GEORGE 1969: “Revolution 9 wasn’t particularly like a Beatles number… it worked quite well in the context of all those different songs. I find it heavy to listen to myself– in fact, I don’t, really.”
JOHN 1971: “I thought I was painting in sound a picture of revolution, but I made a mistake, you know. The mistake was that it was antirevolution.”
JOHN 1980: “The slow version of ‘Revolution’ on the album went on and on and on and I took the fade-out part, which is what they sometimes do with disco records now, and just layered all this stuff over it. It was the basic rhythm of the original ‘Revolution’ going on with some twenty (tape) loops we put on, things from the archives of EMI. We were cutting up classical music and making different-size loops, and then I got and engineer tape on which some test engineer was saying, ‘Number nine.’ All those different bits of sound and noise are all compiled.
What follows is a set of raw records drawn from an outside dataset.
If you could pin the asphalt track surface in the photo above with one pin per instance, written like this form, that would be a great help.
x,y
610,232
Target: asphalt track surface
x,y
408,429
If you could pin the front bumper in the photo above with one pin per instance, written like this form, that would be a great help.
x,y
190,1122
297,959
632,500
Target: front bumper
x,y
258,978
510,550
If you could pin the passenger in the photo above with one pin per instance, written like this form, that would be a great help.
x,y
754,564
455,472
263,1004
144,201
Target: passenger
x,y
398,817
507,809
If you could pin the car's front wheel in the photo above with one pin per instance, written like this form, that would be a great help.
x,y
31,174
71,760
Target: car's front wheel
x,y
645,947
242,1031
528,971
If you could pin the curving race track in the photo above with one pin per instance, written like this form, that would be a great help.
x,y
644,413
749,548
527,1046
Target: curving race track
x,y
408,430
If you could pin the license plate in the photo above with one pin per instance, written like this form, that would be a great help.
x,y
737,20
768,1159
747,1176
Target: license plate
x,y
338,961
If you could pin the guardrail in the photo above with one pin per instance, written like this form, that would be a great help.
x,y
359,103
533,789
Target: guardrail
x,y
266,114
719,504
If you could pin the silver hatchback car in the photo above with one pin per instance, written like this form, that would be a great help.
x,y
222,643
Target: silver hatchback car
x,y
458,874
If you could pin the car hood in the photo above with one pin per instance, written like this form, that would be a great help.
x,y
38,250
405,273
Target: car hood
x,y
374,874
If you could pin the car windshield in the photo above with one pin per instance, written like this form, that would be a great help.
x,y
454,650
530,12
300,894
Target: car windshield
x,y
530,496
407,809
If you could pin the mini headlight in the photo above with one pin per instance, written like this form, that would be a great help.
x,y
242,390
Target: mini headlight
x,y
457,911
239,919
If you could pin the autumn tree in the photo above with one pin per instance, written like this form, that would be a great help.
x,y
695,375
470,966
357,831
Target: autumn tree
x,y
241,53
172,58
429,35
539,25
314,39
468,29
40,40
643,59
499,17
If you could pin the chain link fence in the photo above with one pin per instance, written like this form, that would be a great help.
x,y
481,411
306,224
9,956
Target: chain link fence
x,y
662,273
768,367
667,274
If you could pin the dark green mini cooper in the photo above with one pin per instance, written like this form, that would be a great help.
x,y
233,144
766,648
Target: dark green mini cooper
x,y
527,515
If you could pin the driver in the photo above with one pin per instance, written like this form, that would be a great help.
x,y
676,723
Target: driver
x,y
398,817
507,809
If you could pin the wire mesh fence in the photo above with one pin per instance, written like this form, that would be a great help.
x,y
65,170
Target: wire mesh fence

There were about ten (tape) machines with people holding pencils on the loops– some only inches long and some a yard long. I fed them all in and mixed them live. I did a few mixes until I got one I liked. Yoko was there for the whole thing and she made decisions about which loops to use. It was somewhat under her influence, I suppose. Once I heard her stuff– not just the screeching and the howling but her sort of word pieces and talking and breathing and all this strange stuff, I thought, My God, I got intrigued… so I wanted to do one. I spent more time on ‘Revolution 9’ than I did on half the songs I ever wrote. It was a montage.”